Wenn die Wiener Tänzer nach den Sternen greifen

„Fort mit dir nach Paris", herrschte Leopold Mozart einst seinen Sohn an. Heutzutage kann dieses Motto für Balletttänzer gelten.

Wiens Staatsballett greift nach den Sternen. Man bricht auf ins Reich der ,,Étoiles", reist nach Paris – nicht etwa um den dortigen Tänzern zuzuschauen, sondern um 18 Vorstellungen im Théâtre du Châtelet zu geben. Diese Meldung, vor 20 Jahren formuliert, hätten Kenner als schlechten Faschingsscherz bezeichnet.

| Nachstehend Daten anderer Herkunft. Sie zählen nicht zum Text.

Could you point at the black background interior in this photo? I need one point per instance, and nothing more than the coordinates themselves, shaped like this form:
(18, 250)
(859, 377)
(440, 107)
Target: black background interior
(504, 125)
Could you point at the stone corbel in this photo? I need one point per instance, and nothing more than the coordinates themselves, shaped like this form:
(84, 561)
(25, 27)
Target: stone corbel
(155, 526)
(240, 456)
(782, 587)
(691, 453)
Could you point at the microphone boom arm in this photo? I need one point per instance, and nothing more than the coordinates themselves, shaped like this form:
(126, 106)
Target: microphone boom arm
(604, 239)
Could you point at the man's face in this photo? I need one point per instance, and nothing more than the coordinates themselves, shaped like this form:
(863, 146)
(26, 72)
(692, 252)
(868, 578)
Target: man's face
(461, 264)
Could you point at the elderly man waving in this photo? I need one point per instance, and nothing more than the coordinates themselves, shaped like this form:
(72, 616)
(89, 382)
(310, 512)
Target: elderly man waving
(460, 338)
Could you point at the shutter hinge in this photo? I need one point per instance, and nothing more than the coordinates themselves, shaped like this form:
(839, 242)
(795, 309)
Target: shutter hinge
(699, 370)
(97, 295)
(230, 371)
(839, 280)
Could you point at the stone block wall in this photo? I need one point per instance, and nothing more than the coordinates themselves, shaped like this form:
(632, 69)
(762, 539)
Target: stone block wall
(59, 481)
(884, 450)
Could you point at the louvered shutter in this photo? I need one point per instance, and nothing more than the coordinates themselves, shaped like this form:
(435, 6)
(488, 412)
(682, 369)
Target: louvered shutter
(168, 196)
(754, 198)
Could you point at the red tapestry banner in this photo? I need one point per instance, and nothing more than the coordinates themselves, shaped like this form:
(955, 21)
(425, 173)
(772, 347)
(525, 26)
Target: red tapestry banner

Heute scheint es möglich, sich in die Höhle des Löwen zu wagen. Die Qualität der Wiener Compagnie hat seit Amtsantritt von Direktor Dominique Meyer drastisch gewonnen. Die Idee, den Pariser Star Manuel Legris zum Ballettchef zu machen, entpuppte sich als äußerst fruchtbringend.

Entsprechend hochmögende Erinnerungen beschwört man seit Beginn dieser Ära jeweils zum Ausklang der Spielzeit. Eine Galavorstellung des Staatsballetts erinnert alljährlich an Rudolf Nurejew – das Idol der Wiener Tanzfreunde über Jahrzehnte. Diesem ebenso kraftvollen wie ausdrucksstarken Russen gelang es seit seinem waghalsigen Sprung in die Freiheit – auf dem Pariser Flughafen – selbst notorische Tanzverächter von der Schönheit und Faszinationskraft der Ballettkunst zu überzeugen.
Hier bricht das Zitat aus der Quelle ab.